I could speak for hours on these passages and many others and the whole narrative of scripture that for me says so much about welcome, emancipation, and salvation. It has so much to say about loving God and neighbour. It has so much to say about monogamous, holy and life-giving marriages. It has so much to say about loving the marginalised and the persecuted. It has so very much to say about love. For me these things are clearly, obviously present in those brave enough to be in same-sex relationships within the church. So, for those reasons, and many more and for the simple reason that I love so many of my brothers and sisters in Christ within same-sex unions I commend these prayers for use here, and it is with my persecuted brothers and sisters in Christ I stand. “Here I stand, I can do no other, so help me God. Amen”
It is really important to say before finishing, I know that for some of you, you will find yourself on the other side of this debate. You will find what I have said to be difficult, perhaps irreconcilably so. We therefore have a wonderful opportunity to show great grace to one another. I expect no difficulty loving or working with those who disagree with me. I believe you can disagree with me and that your view can be held with conviction, integrity and in good-conscience, even if I respectfully disagree. I will not allow discrimination for holding or not holding that view in this church. My plea is rather than doing the easy thing of rejecting or leaving or shunning, perhaps you could walk with me as a sibling in Christ in His love and in prayer? To learn and grow together? I remind you as I frequently remind myself – we are not to abandon each other but do the rather harder thing to:
“Love your enemies, do good to those who hate you, bless those who curse you, pray for those who mistreat you.”
Also our Lord says
“Do not judge, and you will not be judged. Do not condemn, and you will not be condemned. Forgive, and you will be forgiven.”
Anyone within our parish of Cleveleys is welcome to talk to me about my decision, if you wish before we talk and vote on it in PCC on 24th. I am as always available to everyone, regardless. Only know that whatever you think about all this, that you have my entire support and love as I hope I have yours.
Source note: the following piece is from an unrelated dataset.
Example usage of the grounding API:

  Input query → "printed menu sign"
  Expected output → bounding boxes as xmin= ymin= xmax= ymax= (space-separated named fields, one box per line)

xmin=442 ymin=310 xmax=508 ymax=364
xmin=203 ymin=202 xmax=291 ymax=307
The Last word I give to Revd Morgan, a predecessor of mine as vicar here, speaking about something else entirely, which Brian shared with me on Friday, yet his words in his letter in the summer of 1976 ring true nearly 50 years later:
“In all this we are concerned with people. From the Prime Minster downwards we need from everyone a new sense of integrity, altruism, and faith… and for all this there are but two simple rules – Love God, and love neighbour, for it is only those who acknowledge God as Father of all who can know and achieve the true brotherhood of man.”